Using CRISPR and the implications of human genome editing

16.05.2020

In 2012, Science published a paper on bacterial immune systems, which, the authors remarked, could be used to make precision edits to DNA in living organisms, thereby changing their genes and characteristics. Although ‘genome editing’ technologies were not new, the bacterial system, named ‘CRISPR’, offered a much faster, more accurate and cheaper method of hacking the code of life, with an apparently limitless power to modify the living world, and ourselves.

That CRISPR should appear at a time of unprecedented global challenges, including climate change, energy shortage, food security, species extinction, population growth and degenerative disease, each of which could, in principle, be ameliorated by the use of CRISPR, seemed especially fortuitous. It might, for example, be used to produce more productive, drought-resistant crops, chunkier livestock, and to eliminate disease-bearing insects. It might also be used to engineer better gene therapies, and to prevent the inheritance of genetic disorders in humans, such as Duchenne Muscular Dystrophy. Unsurprisingly, such a revolutionary technology has raised profound ethical, social, commercial and regulatory concerns, particularly in the human context, and no more so than in the case of ‘heritable genome editing’, where changes to a person’s genome are passed on to future generations.

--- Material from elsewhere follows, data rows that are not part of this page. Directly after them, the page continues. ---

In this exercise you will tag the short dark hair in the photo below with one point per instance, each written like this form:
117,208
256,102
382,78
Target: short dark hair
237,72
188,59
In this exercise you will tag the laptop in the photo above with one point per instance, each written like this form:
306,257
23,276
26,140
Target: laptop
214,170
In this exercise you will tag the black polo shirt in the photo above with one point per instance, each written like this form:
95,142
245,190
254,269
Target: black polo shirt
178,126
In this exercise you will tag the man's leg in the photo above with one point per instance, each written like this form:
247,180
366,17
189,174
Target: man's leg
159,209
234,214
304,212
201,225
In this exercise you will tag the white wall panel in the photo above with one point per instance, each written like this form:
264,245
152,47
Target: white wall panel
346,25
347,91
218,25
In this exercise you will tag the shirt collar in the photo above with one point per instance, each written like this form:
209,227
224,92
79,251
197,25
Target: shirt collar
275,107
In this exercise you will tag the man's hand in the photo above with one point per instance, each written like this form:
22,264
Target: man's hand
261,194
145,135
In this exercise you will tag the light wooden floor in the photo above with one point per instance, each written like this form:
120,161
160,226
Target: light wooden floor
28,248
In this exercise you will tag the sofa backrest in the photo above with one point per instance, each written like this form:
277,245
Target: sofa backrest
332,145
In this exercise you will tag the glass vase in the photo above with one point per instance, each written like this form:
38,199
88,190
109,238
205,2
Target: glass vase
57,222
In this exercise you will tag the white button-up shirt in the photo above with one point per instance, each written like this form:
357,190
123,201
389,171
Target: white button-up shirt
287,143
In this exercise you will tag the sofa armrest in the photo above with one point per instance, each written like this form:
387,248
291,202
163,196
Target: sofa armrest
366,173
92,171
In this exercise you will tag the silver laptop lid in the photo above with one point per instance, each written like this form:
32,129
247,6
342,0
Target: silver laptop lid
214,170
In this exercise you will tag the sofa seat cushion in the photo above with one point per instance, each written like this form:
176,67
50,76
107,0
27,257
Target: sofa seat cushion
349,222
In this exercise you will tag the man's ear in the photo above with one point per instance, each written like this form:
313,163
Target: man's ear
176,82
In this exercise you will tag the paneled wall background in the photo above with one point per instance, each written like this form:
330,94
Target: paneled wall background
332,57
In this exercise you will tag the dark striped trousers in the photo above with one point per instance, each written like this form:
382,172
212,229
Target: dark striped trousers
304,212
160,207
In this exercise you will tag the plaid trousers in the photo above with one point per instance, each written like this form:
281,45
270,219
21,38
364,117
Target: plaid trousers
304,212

Though it is not yet sufficiently developed to be carried out safely with confidence, and is illegal in around 30 countries (including the United Kingdom), law makers may soon have to decide whether to permit heritable genome editing.

The issues are daunting. Although its therapeutic use might reduce the burden of heritable diseases, some fear that CRISPR might be exploited unethically, and that the distinction between disease avoidance and enhancement may be difficult to draw. While ‘transhumanists’ believe that genome editing should be used to accelerate the evolution of brighter, fitter human beings, others respond that their discourse devalues people and promotes inequality. Even without transhumanist idealism, could genome editing deepen social differences between those who are able to afford it and those who are not? How significantly might it exacerbate social inequality? How seriously should we take the possibility of a ‘genetic elite’ emerging with social and legal privileges?

A contrasting concern asks whether commercialisation of genome editing (now in its early stages) could lead to monopolisation of the technology by small numbers of companies, impeding innovation. Could the control of the technology by such a small group further contribute to social inequality?

One question stands out. Should we permit human heritable genome editing at all, and if so, on what terms? The global ethical consensus is, for the present, opposed. Opposition deepened when, in November 2018, a Chinese researcher, He Jiankui, announced that he had used CRISPR to edit human embryos to make them HIV-resistant, and that two of them were now baby girls. His announcement was met with near-universal condemnation. In response, a group of leading scientists called for a ‘global moratorium’ on human heritable genome editing. Despite the good intentions of their declaration, can it actually prevent the actions of another He Jiankui? Or should we instead embrace the international efforts, now being led by leading academic and public health institutions, to identify global standards of clinical practice and governance of human genome editing? Or perhaps hereditable editing is a red herring of limited clinical or commercial interest, and we should be paying more attention to the use of CRISPR in developing personal medicines, instead?

Gene editing technology has given us unprecedented power over the genetic destiny of living species, including our own. But with power comes responsibility and, ultimately, the design of laws.